AVIXA Market Research on Deflation in Displays

Wargo and Hansen compellingly opined on how hardware-price deflation, high interest rates and IT/AV convergence are helping to power the transition to AV-as-a-Service (AVaaS). Wargo noted that deflation in certain product categories — namely, displays and cameras — trimmed nominal growth-rate calculations in our industry. He noted that displays continued to enjoy volume growth among commercial clients. However, lower price points due to increased production capability and weaker-than-expected consumer investment nevertheless curtailed topline revenue. According to Wargo, some integrators have sought to close that revenue gap by leaning into selling their knowledge, not just their hardware. “Any time there’s continual price decline in an area, we are seeing services come in to provide additional value,” he observed.

Hansen hastened to add that interest rates, too, are making AVaaS and managed services more appealing. As of this writing, the federal funds rate is 5% to 5.25%; that figure, Hansen said, indicates that fronting the capital for a major project is more expensive now than it has been since 2007. “So, that means transforming from that upfront payment model to that managed-service model has that much more financial advantage for companies today,” he explained. And with uncertainty about corporate, enterprise and conference-room deployments, as hybrid permutations continue to evolve, many decision-makers love the flexibility that AVaaS offers. “You’re going to pay X dollars each month,” Hansen says. “You’re going to always have the latest. There’s going to be proactive maintenance to keep the uptime. You’re going to have the 24-hour service.”

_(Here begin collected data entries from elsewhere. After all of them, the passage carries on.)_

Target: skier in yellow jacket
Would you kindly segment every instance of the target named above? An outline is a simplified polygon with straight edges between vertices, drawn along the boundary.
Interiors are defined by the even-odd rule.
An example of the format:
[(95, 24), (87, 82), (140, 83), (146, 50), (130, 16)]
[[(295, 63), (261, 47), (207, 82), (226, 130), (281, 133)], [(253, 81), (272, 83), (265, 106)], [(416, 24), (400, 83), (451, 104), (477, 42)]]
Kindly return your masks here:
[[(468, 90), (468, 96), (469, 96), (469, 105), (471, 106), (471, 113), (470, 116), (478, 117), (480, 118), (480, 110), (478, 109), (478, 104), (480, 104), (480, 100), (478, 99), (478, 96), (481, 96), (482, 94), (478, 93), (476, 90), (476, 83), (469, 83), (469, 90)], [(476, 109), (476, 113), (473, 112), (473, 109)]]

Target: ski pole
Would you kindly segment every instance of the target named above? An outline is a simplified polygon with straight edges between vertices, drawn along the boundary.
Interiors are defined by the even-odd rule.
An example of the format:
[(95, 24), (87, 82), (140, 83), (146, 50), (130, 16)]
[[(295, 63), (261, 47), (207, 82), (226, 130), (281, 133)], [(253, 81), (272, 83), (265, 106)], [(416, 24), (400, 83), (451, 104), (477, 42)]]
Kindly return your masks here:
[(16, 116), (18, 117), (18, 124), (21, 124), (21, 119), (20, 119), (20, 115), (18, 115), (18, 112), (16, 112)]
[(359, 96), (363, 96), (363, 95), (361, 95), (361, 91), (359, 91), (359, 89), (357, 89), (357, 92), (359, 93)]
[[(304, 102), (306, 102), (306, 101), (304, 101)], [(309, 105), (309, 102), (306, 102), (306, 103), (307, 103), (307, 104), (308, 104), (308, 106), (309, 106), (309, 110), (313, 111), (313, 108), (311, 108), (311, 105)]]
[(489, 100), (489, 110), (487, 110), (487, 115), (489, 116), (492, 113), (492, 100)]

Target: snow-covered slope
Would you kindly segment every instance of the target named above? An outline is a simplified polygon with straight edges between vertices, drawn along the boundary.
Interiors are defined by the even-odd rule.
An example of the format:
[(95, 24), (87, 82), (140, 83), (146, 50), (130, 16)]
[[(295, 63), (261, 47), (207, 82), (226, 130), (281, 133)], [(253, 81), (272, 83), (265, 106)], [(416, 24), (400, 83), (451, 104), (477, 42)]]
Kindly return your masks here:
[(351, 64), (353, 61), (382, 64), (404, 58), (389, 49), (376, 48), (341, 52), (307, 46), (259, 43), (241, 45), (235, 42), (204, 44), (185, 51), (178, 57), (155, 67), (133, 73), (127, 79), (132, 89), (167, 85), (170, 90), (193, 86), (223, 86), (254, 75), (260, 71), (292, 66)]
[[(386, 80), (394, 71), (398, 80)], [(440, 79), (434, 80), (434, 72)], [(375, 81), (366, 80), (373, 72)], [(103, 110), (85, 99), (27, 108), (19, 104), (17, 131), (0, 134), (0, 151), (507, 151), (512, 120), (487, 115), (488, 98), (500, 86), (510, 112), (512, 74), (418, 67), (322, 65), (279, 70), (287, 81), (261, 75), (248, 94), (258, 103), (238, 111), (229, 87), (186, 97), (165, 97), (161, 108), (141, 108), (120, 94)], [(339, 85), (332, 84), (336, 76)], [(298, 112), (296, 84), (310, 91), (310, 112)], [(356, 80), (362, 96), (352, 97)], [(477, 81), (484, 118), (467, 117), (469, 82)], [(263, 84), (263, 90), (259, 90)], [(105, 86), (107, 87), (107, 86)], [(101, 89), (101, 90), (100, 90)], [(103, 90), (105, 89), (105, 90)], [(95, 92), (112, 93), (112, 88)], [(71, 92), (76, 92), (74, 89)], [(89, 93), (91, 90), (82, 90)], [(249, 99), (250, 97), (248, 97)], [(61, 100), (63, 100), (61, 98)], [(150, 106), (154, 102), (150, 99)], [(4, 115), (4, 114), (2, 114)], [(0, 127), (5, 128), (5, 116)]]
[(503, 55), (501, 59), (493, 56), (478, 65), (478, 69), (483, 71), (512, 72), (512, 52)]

Convergence Undergirds AVaaS

IT/AV convergence further undergirds the rise of AVaaS because, as the lines blur between AV and IT departments, our industry is beginning to embrace the IT norms of standardization, uniformity and subscriptionization. Wargo rightly noted that IT moved to a managed-services-based model some two decades ago. “They’re more used to handling their budgets that way…used to those contracts,” he observed. And it behooves integration businesses to become conversant in that OpEx language, even if it’s unfamiliar, Wargo remarked, because integrators must pivot away from the “install-it-and-forget-it” approach. You know the model I’m talking about: Doing a job and then not speaking to the client until seven years later, when it’s time for a refresh. The AVaaS approach allows continual, ongoing touchpoints, as well as the ability not only to sell products but, more valuably, to assure outcomes.

Against this backdrop, it can’t be too surprising that, according to Wargo, AVIXA market research almost always upwardly revises managed services in the team’s research reports. Indeed, at present, the association pegs managed services as having a nearly 11% compound annual growth rate (CAGR) — and Wargo and Hansen caution that that might be too conservative. After all, managed services revenues are still relatively low, meaning it won’t take much to drive those percentages even higher.

AVIXA Market Research Indicates Now is the Time

In a turbulent, unpredictable economic landscape, integration businesses must be clients’ day-to-day partners, advisors and allies. According to AVIXA market research, the water’s just right for those bold enough to jump in.

So, what do you say? Are you ready to make the move?